Trump, em postagem na rede social Truth Social, destacou a precisão da missão, que foi "meticulosamente planejada e extremamente complexa". Ele expressou agradecimentos ao governo da Nigéria pela colaboração durante a operação e enfatizou que a remoção de al-Minuki impactou negativamente a capacidade de ação do Estado Islâmico no cenário mundial.
Na comunicação, Trump sublinhou que al-Minuki havia subestimado as capacidades de vigilância dos Estados Unidos, afirmando: "Ele pensou que poderia se esconder na África, mas não sabia que tínhamos fontes confiáveis mantendo-nos informados sobre suas atividades". O presidente garantiu que, com sua morte, al-Minuki não representará mais uma ameaça para as populações africanas nem será capaz de articular ações contra os cidadãos americanos.

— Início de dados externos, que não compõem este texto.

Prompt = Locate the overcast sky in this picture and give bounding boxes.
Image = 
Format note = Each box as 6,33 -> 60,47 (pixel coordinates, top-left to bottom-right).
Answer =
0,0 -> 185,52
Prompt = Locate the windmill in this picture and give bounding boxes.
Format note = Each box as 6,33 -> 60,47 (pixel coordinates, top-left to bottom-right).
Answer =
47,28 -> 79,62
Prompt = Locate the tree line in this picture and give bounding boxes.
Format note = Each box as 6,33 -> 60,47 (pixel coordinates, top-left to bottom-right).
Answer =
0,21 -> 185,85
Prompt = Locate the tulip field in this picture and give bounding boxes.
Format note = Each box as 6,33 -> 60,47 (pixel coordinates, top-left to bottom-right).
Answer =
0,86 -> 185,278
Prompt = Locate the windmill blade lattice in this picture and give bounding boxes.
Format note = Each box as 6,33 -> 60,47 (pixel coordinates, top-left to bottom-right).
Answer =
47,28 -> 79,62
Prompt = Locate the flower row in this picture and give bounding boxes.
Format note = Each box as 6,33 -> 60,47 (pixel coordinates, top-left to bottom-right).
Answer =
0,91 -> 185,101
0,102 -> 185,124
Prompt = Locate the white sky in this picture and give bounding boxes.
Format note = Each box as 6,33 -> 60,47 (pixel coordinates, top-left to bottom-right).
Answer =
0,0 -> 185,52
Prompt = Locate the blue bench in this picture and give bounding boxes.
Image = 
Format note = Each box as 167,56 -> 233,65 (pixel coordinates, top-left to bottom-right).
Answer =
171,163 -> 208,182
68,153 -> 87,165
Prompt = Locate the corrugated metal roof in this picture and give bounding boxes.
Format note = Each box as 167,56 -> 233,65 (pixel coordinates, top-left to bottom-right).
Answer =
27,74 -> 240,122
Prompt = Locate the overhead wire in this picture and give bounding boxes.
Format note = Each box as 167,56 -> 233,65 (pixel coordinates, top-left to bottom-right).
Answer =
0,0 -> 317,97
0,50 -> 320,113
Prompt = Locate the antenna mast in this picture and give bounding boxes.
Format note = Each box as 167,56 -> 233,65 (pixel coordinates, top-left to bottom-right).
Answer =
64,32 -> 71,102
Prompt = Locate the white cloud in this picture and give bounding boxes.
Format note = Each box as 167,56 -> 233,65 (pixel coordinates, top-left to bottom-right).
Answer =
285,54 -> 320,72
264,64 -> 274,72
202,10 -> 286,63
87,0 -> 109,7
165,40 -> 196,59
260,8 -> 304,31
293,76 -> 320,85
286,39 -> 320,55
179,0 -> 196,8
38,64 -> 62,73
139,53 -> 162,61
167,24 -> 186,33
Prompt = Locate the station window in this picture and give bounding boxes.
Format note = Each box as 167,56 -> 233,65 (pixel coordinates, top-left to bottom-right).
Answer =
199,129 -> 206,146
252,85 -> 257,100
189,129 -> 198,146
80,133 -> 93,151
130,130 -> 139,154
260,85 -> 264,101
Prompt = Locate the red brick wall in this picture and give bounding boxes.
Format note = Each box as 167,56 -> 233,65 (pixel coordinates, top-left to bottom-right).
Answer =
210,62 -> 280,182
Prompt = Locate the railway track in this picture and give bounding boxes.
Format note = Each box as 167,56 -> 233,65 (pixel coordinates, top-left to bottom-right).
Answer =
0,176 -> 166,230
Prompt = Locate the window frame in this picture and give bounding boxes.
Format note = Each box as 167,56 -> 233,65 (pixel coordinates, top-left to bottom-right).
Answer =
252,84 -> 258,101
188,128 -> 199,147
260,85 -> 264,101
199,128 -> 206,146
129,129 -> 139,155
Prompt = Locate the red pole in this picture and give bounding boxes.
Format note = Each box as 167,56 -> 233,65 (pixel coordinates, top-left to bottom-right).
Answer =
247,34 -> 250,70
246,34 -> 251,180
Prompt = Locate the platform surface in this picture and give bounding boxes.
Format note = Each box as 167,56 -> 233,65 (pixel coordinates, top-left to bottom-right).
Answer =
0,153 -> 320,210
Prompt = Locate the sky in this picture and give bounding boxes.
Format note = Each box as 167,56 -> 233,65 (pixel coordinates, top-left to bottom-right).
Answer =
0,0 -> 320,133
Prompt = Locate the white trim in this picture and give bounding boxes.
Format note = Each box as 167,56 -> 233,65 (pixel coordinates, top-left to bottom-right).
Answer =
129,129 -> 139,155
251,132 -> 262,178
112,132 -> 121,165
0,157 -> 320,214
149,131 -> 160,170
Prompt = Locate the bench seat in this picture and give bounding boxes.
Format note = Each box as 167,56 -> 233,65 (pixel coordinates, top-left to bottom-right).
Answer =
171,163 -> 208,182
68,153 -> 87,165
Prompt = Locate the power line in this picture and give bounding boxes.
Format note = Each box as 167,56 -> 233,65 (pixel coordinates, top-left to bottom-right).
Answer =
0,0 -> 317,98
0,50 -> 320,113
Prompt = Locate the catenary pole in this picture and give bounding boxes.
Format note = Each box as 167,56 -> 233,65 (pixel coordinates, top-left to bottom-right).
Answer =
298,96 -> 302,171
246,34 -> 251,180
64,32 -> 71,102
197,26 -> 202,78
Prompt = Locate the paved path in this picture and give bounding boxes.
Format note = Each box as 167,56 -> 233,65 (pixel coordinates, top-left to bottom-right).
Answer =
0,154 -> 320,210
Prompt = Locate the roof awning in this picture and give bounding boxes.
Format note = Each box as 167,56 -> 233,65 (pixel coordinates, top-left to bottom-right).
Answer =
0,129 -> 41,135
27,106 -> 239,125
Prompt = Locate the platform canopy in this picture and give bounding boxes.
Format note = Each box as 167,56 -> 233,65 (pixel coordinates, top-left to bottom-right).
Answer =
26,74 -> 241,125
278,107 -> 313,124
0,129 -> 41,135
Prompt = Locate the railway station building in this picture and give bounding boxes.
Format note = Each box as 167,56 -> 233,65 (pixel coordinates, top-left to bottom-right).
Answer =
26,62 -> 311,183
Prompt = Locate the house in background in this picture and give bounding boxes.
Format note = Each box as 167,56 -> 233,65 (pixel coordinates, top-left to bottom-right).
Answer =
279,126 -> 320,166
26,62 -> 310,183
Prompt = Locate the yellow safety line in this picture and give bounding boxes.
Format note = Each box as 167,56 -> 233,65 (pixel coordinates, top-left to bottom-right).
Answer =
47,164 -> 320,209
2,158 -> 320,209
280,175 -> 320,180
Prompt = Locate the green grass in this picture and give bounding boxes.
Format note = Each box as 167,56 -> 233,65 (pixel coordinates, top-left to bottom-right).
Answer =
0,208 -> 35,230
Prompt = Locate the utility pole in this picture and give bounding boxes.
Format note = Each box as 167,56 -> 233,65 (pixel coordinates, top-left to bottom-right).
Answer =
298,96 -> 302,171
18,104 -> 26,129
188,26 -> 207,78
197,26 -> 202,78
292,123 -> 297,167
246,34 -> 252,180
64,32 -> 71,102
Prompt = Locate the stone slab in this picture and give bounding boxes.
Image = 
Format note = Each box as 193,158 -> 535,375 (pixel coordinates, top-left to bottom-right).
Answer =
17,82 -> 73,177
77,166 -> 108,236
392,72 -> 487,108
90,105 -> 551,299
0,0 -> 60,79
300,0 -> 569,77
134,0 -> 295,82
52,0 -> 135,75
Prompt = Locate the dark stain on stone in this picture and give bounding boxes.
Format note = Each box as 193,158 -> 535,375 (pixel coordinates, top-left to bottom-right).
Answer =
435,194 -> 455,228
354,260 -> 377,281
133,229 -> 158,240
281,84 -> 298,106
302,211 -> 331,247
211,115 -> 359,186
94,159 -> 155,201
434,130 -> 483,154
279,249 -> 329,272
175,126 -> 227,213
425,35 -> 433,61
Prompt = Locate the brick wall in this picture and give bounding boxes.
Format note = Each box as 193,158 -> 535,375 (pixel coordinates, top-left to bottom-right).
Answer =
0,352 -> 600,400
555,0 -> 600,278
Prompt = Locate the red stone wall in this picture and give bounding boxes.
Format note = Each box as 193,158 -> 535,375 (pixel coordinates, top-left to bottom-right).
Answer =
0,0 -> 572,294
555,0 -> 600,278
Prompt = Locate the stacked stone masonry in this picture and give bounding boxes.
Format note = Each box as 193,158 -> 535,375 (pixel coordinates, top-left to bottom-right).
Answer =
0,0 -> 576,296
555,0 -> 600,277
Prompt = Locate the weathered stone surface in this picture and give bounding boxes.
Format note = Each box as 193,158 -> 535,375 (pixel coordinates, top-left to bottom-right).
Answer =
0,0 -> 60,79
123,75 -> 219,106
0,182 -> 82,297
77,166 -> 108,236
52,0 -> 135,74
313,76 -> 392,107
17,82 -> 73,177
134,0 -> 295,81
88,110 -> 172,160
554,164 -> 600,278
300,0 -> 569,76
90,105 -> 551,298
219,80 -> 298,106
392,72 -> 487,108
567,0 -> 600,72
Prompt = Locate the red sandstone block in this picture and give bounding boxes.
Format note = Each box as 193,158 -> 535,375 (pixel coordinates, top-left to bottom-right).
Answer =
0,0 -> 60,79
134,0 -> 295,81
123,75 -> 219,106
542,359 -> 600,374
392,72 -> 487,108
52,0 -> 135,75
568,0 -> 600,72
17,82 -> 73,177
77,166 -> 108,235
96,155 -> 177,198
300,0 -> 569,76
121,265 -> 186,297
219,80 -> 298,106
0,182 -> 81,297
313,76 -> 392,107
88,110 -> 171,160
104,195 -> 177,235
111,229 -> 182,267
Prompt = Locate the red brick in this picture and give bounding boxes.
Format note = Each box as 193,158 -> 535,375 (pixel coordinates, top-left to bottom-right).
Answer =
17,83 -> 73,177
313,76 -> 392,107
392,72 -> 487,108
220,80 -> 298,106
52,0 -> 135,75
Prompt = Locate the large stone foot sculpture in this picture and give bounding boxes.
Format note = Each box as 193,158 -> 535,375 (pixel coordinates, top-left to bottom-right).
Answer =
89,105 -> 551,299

Importante notar que a Nigéria já havia sido mencionada anteriormente por Trump em relação a questões de perseguição religiosa, especialmente envolvendo a comunidade cristã, cuja defesa ele havia levantado, uma alegação que o governo nigeriano contradiz. Adicionalmente, o governo dos Estados Unidos já havia realizado ataques a quebras de bases associadas ao extremismo islâmico no noroeste da Nigéria durante o último Natal, alinhando-se às preocupações expressas pelo presidente sobre a segurança no país.
Dessa maneira, a recente operação conjunta simboliza não apenas uma vitória significante na luta contra o terrorismo, mas também reforça a importância da colaboração internacional na mitigação de ameaças globalizadas. A expectativa é que a morte de Abu-Bilal al-Minuki sirva para desestabilizar as estruturas de comando do Estado Islâmico e inibir suas atividades terroristas.